The Soul of America or The Souls of Americans?

Craig "The GratiDude" Jones
Notes From The GratiDude
3 min readOct 22, 2020
Photo Credit:Victor Garcia/Unsplash

There was a recent article in the New York Times about how the two presidential candidates are fighting for the soul of America. It’s not a new idea, certainly, but always a provocative one. The author, Elizabeth Dias, made the point that in biblical Hebrew the words translated as soul, nefesh and neshama, come from a root meaning “to breathe.” The Genesis story describes God breathing into the nostrils of man, making him human.

She noted that Homeric poets saw the soul as the thing humans risk in battle, or the thing that distinguishes life from death. Plato wrote of Socrates exploring the connection between the soul and the republic in creating the virtue of justice. For St. Augustine, who wrote “The City of God,” the city could be judged by what it loves.

I was thinking about the words “The soul of America” and they reassembled in my mind to “The Souls of Americans,” and I wondered about the health of our 330 million individual souls. The combined soul of a country surely is the aggregate of all the souls residing there, is it not?

I did a check in, personally, about my own soul, and remembered that William Blake once wrote “Bless relaxes, damn braces.”

That suggests to me is that an open palm is better for you than a clenched fist. The act of blessing opens you up, but damning tightens you up.

Implicit in that notion is cooperating with opposing forces, as we’re taught in many of the martial arts, like T’ai Chi or Aikido. Rather than resisting your opponents, you work with them and, in the case of Aikido, with all holds and throws you’re both at some point actually looking in the same direction. You’re not standing still or punching back or resisting.
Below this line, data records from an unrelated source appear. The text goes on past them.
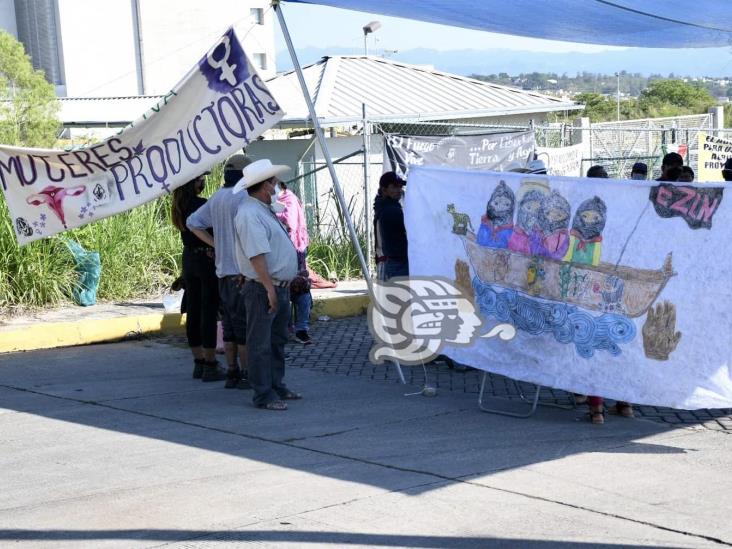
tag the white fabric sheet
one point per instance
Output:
(696, 281)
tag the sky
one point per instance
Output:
(325, 27)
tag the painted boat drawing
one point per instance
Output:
(605, 287)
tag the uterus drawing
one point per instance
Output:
(54, 198)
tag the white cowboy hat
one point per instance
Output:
(258, 171)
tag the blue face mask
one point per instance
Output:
(231, 177)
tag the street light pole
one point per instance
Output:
(368, 29)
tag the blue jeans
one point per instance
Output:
(303, 305)
(266, 338)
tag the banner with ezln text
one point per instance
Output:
(615, 288)
(217, 108)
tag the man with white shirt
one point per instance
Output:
(268, 261)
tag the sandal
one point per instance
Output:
(277, 405)
(624, 409)
(291, 395)
(597, 416)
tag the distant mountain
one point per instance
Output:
(687, 62)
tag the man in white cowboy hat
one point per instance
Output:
(268, 261)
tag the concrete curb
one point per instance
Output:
(49, 335)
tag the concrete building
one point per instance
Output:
(106, 48)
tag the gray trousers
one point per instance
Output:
(266, 337)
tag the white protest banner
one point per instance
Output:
(713, 152)
(564, 161)
(491, 151)
(615, 288)
(214, 111)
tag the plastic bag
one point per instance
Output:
(89, 268)
(172, 301)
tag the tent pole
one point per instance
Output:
(324, 147)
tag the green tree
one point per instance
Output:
(28, 106)
(597, 107)
(673, 98)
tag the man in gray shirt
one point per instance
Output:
(218, 213)
(268, 260)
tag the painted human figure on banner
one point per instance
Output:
(585, 241)
(527, 235)
(554, 218)
(496, 226)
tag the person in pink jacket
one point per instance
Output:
(290, 212)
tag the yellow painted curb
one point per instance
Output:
(48, 335)
(342, 306)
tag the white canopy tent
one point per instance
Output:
(646, 23)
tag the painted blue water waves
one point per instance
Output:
(566, 323)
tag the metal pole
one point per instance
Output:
(324, 147)
(366, 183)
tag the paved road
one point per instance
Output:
(116, 446)
(343, 347)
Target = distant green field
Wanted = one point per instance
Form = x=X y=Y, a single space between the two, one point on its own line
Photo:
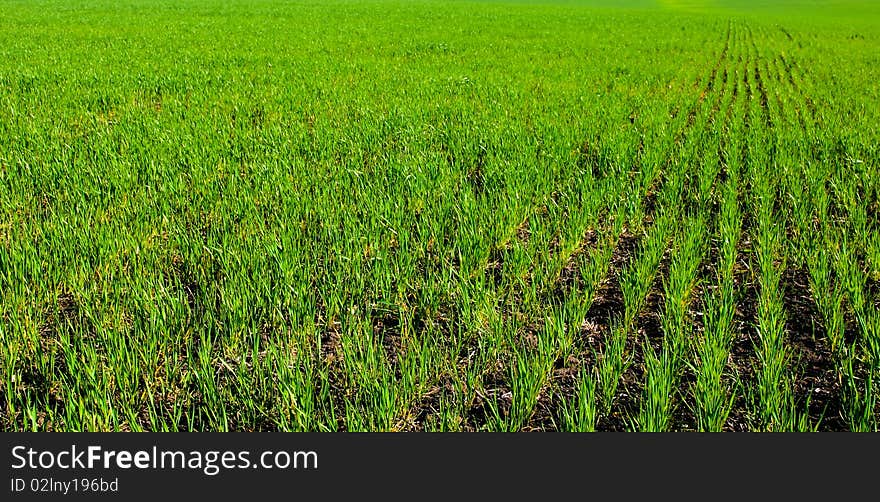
x=440 y=215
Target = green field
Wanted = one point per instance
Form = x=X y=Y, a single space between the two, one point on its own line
x=440 y=215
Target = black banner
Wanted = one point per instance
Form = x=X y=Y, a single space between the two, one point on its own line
x=241 y=466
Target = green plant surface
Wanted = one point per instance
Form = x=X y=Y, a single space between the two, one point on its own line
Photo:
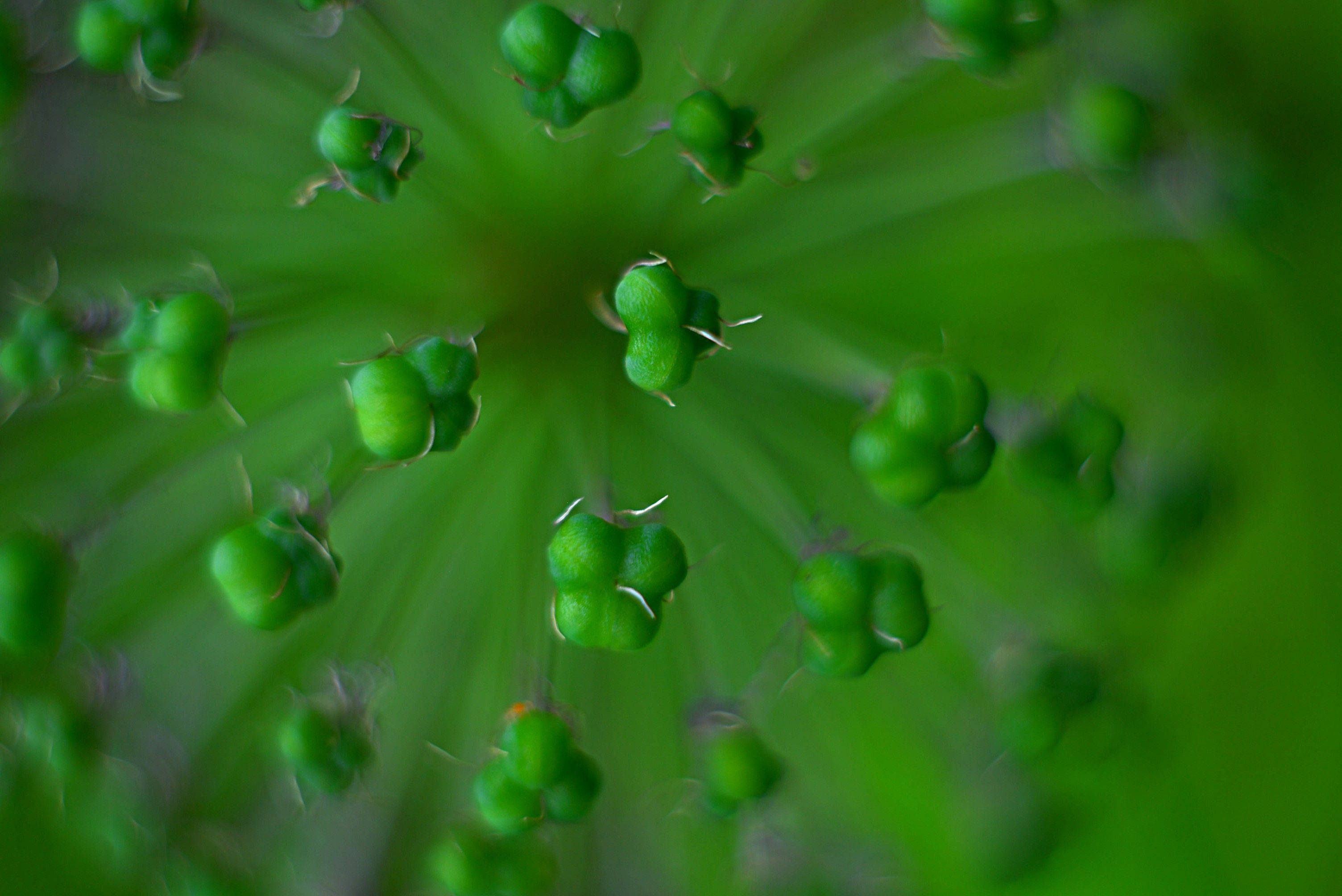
x=939 y=216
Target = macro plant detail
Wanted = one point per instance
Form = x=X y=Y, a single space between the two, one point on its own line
x=984 y=35
x=613 y=581
x=1070 y=455
x=568 y=67
x=328 y=739
x=857 y=607
x=718 y=141
x=1118 y=215
x=737 y=766
x=369 y=155
x=928 y=435
x=416 y=402
x=178 y=349
x=670 y=326
x=153 y=39
x=277 y=567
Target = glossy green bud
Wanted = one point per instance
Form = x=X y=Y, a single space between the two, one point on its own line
x=376 y=184
x=327 y=746
x=702 y=123
x=538 y=42
x=605 y=67
x=556 y=105
x=1110 y=127
x=659 y=360
x=35 y=575
x=466 y=863
x=738 y=767
x=537 y=746
x=575 y=792
x=898 y=607
x=447 y=372
x=276 y=568
x=174 y=383
x=841 y=654
x=254 y=573
x=591 y=560
x=651 y=298
x=191 y=324
x=104 y=37
x=929 y=435
x=1070 y=456
x=901 y=469
x=833 y=591
x=349 y=139
x=606 y=618
x=654 y=561
x=585 y=550
x=171 y=37
x=392 y=408
x=504 y=804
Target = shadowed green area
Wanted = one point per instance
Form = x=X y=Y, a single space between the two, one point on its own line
x=937 y=218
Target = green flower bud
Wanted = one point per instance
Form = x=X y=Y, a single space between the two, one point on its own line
x=841 y=654
x=927 y=436
x=170 y=38
x=377 y=184
x=538 y=42
x=392 y=408
x=898 y=607
x=504 y=804
x=35 y=575
x=1070 y=456
x=466 y=863
x=349 y=139
x=174 y=383
x=654 y=560
x=254 y=573
x=833 y=591
x=572 y=796
x=1109 y=125
x=276 y=568
x=104 y=37
x=606 y=618
x=537 y=747
x=605 y=69
x=585 y=550
x=327 y=746
x=191 y=324
x=592 y=560
x=702 y=123
x=738 y=767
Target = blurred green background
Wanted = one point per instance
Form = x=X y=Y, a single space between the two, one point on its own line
x=937 y=218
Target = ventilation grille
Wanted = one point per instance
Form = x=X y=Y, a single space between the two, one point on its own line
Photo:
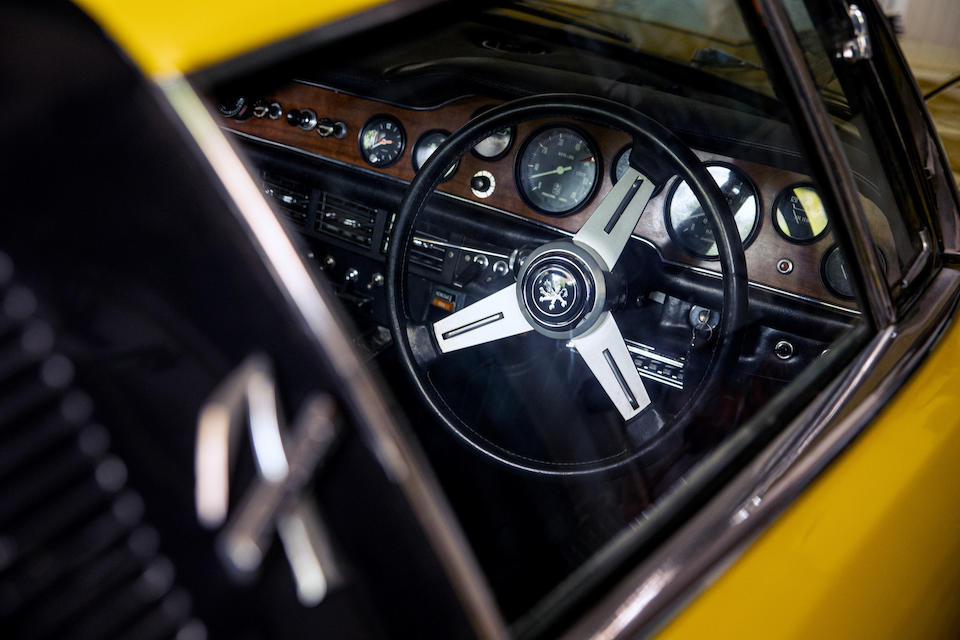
x=291 y=196
x=425 y=252
x=77 y=558
x=347 y=220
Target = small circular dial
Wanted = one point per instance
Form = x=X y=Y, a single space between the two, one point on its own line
x=426 y=145
x=799 y=215
x=833 y=271
x=496 y=145
x=557 y=170
x=382 y=141
x=687 y=223
x=620 y=164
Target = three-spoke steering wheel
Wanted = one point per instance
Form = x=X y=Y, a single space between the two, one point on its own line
x=563 y=288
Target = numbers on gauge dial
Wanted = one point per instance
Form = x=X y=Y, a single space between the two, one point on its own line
x=687 y=223
x=382 y=141
x=557 y=170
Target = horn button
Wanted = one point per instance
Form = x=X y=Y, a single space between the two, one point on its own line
x=561 y=289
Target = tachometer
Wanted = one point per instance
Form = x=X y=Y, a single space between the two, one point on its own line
x=382 y=141
x=426 y=145
x=687 y=223
x=557 y=170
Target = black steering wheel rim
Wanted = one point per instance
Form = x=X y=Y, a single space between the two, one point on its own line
x=661 y=155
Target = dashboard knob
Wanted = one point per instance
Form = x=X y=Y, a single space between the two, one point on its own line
x=274 y=110
x=480 y=182
x=327 y=127
x=306 y=119
x=237 y=107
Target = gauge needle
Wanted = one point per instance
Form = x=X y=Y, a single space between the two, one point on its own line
x=559 y=171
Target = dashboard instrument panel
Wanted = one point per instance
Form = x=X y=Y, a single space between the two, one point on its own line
x=780 y=218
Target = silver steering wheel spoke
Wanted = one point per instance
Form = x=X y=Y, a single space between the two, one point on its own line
x=492 y=318
x=607 y=231
x=605 y=353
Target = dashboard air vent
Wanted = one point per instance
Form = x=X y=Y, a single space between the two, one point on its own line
x=347 y=220
x=291 y=196
x=426 y=253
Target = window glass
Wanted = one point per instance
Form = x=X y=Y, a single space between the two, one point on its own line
x=563 y=384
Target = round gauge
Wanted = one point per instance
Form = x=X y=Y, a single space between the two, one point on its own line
x=382 y=141
x=687 y=223
x=621 y=162
x=426 y=145
x=833 y=271
x=799 y=215
x=557 y=170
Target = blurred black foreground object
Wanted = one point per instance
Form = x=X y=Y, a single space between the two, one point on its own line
x=129 y=292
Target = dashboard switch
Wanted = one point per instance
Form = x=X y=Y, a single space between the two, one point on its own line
x=482 y=184
x=306 y=119
x=327 y=127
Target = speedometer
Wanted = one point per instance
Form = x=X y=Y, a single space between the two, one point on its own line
x=557 y=170
x=687 y=223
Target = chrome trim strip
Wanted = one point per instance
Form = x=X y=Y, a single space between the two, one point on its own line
x=648 y=352
x=400 y=460
x=462 y=247
x=712 y=540
x=661 y=379
x=380 y=100
x=515 y=216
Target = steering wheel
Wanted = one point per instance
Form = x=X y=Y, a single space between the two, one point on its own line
x=563 y=289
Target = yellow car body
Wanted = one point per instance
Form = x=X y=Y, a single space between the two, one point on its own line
x=871 y=549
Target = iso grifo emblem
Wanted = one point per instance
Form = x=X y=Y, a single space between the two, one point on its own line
x=556 y=289
x=553 y=290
Blake’s line suggests the way it feels in your body when you praise or appreciate or offer gratitude. You feel open to the world and you know that doing so doesn’t diminish you. You sometimes have to dig deep and bless or express gratitude for someone or something and you just don’t want to. You would rather stay rigid and unyielding and in your story. That is sure true for me. I don’t want to give credit to someone because I’m convinced my narrative about them is the right or most complete one, needing no amendment.

PhotoCredit:Tom Coe/Unsplash

Like last night, driving home from work, I noticed a new political banner up on a house I always drive by. One word, one name, in big red letters, and I braced, in Blake’s sense. I got all tense for a few seconds, all pissed off and thinking ill of the people who live there, whom I have never met and know nothing about. I talked myself down off the ledge and let go of it, but I’m here to tell you, it didn’t feel good. I felt stony and hard-hearted, very far from the lines of the hymn I grew up with — “It is well with my soul.”

That’s just one example and I’m sure you have your own. You’re tempted to stand firm in your story, but from somewhere comes the suggestion that you could choose to unclench your fist and open your palms and bless. Then you do it and some energy is released back to you.

Thomas Moore wrote in Care of the Soul that “The uniqueness of a person is made up of the insane and the twisted as much as it is of the rational and normal.” Easy to forget that souls need care, whether national or individual.